Boubacar Sanogo, der sich zuletzt in Bremen gegen starke Stürmer wie Pizarro und Almeida nicht mehr durchsetzen konnte, wechselt jetzt zur TSG Hoffenheim. Der Herbstmeister musste nach der Verletzung von Topstürmer Vedad Ibisevic dringend handeln und einen Hochkaräter für die Rückrunde verpflichten. Ob dieser Hochkaräter wirklich Sanogo ist, steht dabei noch in den Sternen. Der Bremer kommt auf Leihbasis zur TSG, die auch eine Kaufoption für den Spieler von der Elfenbeinküste.
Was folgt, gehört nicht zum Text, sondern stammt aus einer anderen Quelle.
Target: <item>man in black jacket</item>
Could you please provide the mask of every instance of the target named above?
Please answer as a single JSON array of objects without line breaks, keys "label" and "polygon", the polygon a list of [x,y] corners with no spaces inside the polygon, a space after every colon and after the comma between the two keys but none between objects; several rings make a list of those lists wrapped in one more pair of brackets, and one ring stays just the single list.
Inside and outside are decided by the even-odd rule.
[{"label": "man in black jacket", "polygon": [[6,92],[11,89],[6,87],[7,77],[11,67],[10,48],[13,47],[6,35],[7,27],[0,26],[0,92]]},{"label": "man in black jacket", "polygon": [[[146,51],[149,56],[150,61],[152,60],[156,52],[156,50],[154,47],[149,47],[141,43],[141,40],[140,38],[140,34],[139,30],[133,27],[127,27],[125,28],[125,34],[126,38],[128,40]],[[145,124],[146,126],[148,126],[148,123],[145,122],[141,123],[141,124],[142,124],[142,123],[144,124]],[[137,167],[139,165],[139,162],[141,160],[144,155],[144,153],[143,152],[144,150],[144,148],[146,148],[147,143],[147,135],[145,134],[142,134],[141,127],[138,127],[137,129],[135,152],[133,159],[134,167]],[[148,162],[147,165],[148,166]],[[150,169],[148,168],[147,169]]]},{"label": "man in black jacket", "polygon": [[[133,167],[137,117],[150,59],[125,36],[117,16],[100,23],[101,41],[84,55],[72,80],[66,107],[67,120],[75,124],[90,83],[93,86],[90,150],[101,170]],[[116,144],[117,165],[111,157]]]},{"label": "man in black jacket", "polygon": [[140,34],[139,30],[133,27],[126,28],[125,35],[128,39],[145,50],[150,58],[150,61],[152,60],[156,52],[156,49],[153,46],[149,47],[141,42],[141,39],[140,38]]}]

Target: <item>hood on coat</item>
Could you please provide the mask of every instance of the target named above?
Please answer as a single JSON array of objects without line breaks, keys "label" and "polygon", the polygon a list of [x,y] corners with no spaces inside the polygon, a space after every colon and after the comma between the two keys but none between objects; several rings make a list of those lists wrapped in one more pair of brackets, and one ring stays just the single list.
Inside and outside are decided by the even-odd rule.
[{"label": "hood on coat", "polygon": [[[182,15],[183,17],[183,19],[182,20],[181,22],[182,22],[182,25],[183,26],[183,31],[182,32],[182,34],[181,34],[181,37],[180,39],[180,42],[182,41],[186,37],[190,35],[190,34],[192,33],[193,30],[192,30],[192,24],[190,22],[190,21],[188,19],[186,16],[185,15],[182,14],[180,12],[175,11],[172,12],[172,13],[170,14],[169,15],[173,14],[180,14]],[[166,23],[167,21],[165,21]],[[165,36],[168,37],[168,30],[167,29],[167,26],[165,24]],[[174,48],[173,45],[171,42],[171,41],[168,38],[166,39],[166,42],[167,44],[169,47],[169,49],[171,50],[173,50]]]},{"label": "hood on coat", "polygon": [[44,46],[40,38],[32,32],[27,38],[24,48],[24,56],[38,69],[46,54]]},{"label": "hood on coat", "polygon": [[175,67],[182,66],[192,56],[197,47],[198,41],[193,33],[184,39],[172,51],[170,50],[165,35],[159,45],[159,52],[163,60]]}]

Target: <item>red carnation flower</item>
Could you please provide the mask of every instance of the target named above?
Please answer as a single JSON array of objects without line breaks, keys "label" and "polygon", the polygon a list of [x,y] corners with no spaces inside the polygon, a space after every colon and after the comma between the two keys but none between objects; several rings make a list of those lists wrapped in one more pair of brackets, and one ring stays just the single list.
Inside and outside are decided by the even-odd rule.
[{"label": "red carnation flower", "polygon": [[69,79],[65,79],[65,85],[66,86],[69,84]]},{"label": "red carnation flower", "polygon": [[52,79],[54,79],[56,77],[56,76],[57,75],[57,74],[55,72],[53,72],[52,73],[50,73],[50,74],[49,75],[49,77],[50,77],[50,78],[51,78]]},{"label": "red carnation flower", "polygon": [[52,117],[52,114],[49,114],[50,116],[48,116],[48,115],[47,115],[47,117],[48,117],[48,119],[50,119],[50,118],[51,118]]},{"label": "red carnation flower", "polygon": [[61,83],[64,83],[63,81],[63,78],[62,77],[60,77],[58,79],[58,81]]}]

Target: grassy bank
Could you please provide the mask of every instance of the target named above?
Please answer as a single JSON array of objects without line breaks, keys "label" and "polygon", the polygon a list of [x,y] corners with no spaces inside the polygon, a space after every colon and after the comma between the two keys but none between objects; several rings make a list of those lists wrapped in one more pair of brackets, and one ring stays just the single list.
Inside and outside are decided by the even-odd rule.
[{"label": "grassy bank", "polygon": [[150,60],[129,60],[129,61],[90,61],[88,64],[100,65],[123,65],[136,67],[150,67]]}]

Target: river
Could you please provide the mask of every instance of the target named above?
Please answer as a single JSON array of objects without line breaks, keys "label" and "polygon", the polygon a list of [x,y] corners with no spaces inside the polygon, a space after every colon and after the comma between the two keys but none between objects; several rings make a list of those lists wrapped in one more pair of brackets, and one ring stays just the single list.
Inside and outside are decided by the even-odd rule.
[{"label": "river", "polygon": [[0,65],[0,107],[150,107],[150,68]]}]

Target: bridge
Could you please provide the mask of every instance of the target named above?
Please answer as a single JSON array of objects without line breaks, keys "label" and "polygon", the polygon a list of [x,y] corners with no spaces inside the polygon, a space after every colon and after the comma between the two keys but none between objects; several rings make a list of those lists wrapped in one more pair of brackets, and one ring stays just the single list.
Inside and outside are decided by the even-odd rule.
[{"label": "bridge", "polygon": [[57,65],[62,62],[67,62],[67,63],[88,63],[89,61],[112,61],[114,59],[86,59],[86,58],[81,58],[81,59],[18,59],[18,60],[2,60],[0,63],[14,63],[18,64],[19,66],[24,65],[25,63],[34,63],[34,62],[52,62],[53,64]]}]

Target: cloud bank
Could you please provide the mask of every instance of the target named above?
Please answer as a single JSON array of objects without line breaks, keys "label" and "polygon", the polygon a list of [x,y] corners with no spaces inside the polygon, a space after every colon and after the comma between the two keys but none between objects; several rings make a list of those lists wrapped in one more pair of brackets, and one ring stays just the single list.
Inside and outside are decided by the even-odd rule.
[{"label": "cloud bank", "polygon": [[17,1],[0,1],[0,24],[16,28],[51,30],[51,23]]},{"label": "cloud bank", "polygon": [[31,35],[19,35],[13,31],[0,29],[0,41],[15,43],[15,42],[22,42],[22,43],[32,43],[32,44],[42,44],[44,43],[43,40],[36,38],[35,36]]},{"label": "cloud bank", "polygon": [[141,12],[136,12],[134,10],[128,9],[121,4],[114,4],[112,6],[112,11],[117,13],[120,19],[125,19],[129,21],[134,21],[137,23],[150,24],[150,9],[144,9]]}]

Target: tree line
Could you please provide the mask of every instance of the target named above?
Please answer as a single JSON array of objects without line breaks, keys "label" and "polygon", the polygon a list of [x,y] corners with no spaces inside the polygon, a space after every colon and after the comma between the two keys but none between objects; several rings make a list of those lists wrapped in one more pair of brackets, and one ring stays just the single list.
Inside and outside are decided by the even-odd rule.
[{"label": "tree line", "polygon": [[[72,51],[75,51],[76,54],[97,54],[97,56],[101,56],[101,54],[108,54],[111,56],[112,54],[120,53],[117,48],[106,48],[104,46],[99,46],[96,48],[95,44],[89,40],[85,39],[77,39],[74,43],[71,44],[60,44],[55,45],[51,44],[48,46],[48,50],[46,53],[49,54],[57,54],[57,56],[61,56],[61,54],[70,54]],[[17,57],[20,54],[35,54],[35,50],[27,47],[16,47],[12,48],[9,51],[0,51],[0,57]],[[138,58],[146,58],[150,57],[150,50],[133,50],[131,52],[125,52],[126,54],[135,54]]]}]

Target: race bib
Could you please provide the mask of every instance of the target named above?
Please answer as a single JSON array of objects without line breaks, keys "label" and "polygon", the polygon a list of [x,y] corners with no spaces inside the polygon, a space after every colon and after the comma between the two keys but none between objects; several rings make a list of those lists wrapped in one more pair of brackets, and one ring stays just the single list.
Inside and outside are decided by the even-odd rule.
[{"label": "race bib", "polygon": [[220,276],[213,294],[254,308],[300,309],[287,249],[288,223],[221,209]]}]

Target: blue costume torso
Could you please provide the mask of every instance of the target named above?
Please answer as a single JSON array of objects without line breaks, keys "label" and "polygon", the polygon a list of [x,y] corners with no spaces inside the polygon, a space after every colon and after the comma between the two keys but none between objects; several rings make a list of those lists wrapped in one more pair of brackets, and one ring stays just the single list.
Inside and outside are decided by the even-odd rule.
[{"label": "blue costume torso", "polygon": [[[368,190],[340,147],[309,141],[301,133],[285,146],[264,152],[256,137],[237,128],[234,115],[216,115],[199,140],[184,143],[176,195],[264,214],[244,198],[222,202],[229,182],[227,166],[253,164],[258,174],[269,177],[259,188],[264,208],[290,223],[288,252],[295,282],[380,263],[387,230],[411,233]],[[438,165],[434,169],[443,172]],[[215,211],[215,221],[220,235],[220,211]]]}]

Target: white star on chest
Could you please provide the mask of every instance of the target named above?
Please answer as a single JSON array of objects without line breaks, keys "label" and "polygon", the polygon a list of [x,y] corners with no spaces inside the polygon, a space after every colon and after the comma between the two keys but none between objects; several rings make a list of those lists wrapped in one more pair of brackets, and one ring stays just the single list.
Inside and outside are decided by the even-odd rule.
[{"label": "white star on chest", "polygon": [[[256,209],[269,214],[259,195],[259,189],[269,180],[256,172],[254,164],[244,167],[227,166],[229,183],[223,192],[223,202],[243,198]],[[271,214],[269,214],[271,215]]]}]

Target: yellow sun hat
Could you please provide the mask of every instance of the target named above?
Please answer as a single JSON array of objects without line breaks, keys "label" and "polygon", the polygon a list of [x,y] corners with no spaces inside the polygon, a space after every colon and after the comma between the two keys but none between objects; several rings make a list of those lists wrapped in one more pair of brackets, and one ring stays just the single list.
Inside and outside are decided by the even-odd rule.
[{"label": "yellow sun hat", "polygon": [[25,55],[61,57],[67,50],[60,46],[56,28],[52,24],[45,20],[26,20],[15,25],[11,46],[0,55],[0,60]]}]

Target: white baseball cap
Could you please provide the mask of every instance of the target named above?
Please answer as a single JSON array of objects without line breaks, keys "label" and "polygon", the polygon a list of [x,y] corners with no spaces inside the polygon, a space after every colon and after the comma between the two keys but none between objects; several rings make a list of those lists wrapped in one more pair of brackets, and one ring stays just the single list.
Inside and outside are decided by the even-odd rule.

Der 26-jährige Stürmer bereist damit seine dritte Station in Deutschland. Zwischen 2005 und 2006 spielte er für den 1.FC Kaiserslautern, bevor er dann ab 2006 für ein Jahr beim HSV kickte. Dort überzeugte er mit einer guten Hin- und einer schwachen Rückrunde, fiel zusehends in Ungnade bei den Hamburgern und wurde dann 2007 an die Nord-Konkurrenten von Werder Bremen transferiert. Auch hier spielte er wieder eine gute Hin- und eine schwache Rückrunde. Nach der Verpflichtung von Claudio Pizarro und der Leistungsexplosion der Stürmer Almeida und Rosenberg war für Sanogo bei Werder Bremen zusehends weniger Platz im Team und so zeigte er sich “sehr glücklich, dass der Wechsel nach Hoffenheim geklappt hat.”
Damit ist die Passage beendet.